After implementing a change to accounting standards that experts say is one of the most significant in a decade or more, revenue at Ladenburg Thalmann’s independent broker-dealers took a sizable hit.

Removing advisor compensation at hybrid RIAs from its IBD revenue and other shifts under the rule took a $220 million bite out of the segment's top line in 2018. The firm says it won’t be looking to take any chomps out of its hybrid RIAs as a result, though.

Ladenburg Thalmann IBD revenue

In a March 1 filing with the SEC, the Miami-based IBD network’s parent disclosed the impact of its first year using the new revenue recognition guidelines. Advisory fees came out much lower under the rule, though the experts say Ladenburg’s reported drops were typical of some large U.S. businesses last year.

The Financial Accounting Standards Board’s new rule on revenue from contracts with customers (ASC 606) has resulted in large firms spending several years and millions of dollars in preparation, according to Philip Santarelli, a partner emeritus at Baker Tilly, and Rob Peters, a senior director at Intelligize.

Adapting to ASC 606 led to shifts in the timing of revenue and costs on Ladenburg’s books and the gross and net reporting of advisory and commission revenue, the firm’s filing says. Ladenburg now counts advisory fees from hybrid RIAs after deducting advisors’ compensation rather than on a gross basis.

The hybrid RIA channel represents a major area of focus for IBDs like Ladenburg who are competing against platform providers and the full RIA sector. LPL Financial lost at least nine hybrid RIA practices last year after it put new corporate RIA requirements in place, only to walk the policies back later in 2018.

Securities America and Triad Advisors — Ladenburg’s two largest IBD subsidiaries — reported a drop of a combined $191.6 million under ASC 606. The firm says neither the reduced IBD revenue nor the higher commission revenue in its insurance brokerage under ASC 606 will alter its business strategy, though.

Companies must now go through “five distinct steps” to count revenue in a process Santarelli describes as intense, noting software firms and government contractors are especially impacted. ASC 606 makes it easier to compare two firms in different industries — but harder initially within fields, he says.

“After the first go-round, the impacts will start to moderate over time,” Santarelli says, predicting the coming year will bring greater guidance from the SEC and other firms’ filings on how to approach specific timing and measurement questions. “The standard has so much judgment involved.”

ASC 606 went into effect last year for publicly traded firms like Ladenburg and at the beginning of 2019 for privately-held ones. The firm made the filing “to provide transparency and comparability to our 2017 and 2018 reported revenues,” Ladenburg spokesman Joseph Kuo said in an email.

The rule doesn’t change “Ladenburg’s longstanding focus on the hybrid RIA space, where our Triad Advisors and Securities America subsidiaries remain industry leaders in attracting, retaining and growing successful hybrid RIA businesses across the country,” Kuo says, adding there is no impact to the core metrics as net income or adjusted EBITDA, either.
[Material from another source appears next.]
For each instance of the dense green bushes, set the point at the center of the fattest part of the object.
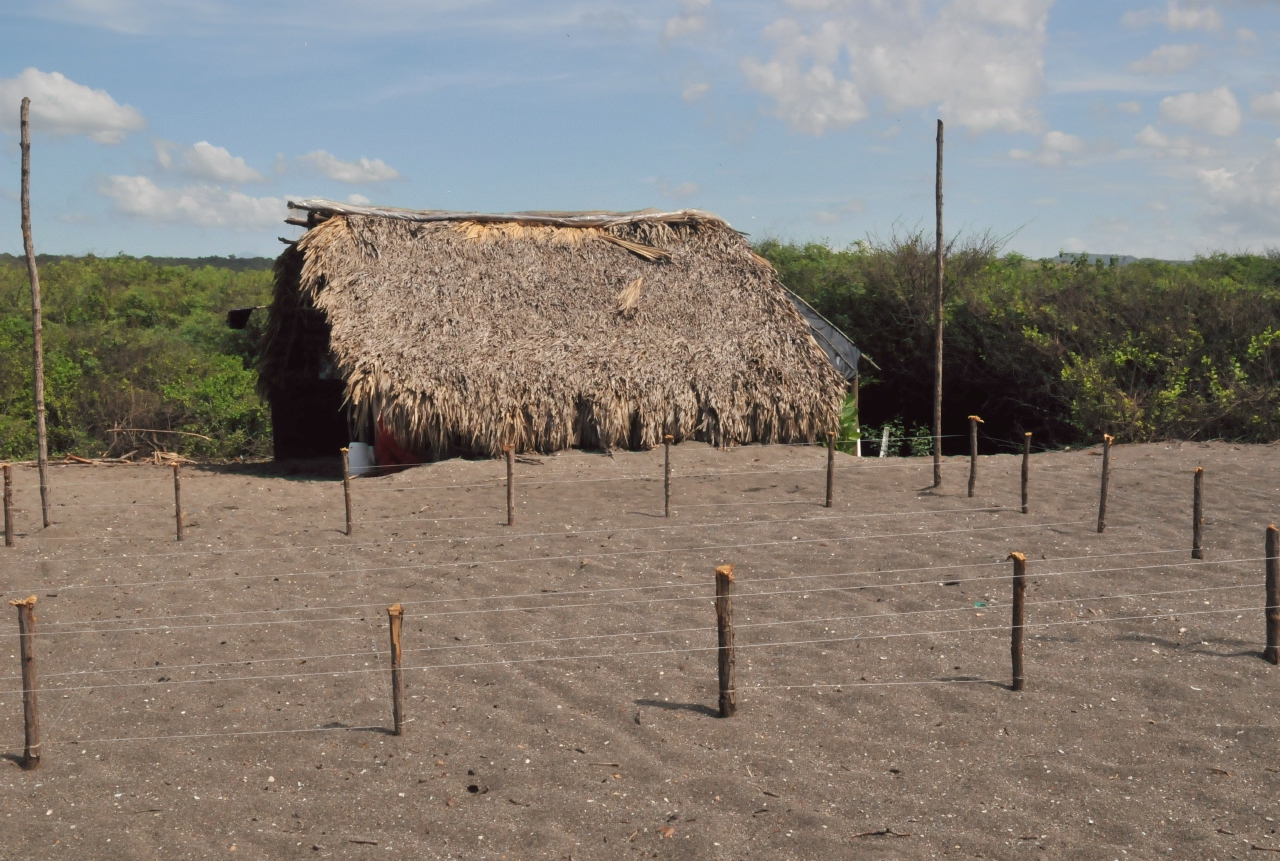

Ladenburg is also using a modified retrospective method, which doesn’t require restatements. No other wealth management firms have disclosed an impact of this size, which Ladenburg says came from removing hybrid advisors’ compensation from the administrative fees it collects from their RIAs.

However, 90% of firms in the S&P 500 used the same modified method as Ladenburg in their interpretation of the standard, according to a white paper from November on adoption of the rule by Peters of Intelligize. Ladenburg’s filing does stand out for its specificity, he says.

Annual reports coming out this month and in the future should lead to more detailed guidelines from the SEC, but Peters doesn’t believe the standard will prompt firms to make major changes to their businesses. The LexisNexis-owned research firm will be tracking ASC 606 closely.

“The big question is, do we look at it as lost revenue or is it just the way that it's accounted for?” Peters says. “I don't think anything's changed form a cash standpoint, it's just the way it’s reported.”

ASC 606 took roughly a dozen years to take shape under FASB and its international counterpart, according to both Peters and Santarelli, who serves as the subject matter expert on the standard at the advisory tax and assurance firm. The SEC may order restatements from some firms, Santarelli says.

“We'll have to see what comes out of these annual filings,” he says. “It's massive. It was hard to do. For big companies, it was a really difficult exercise.”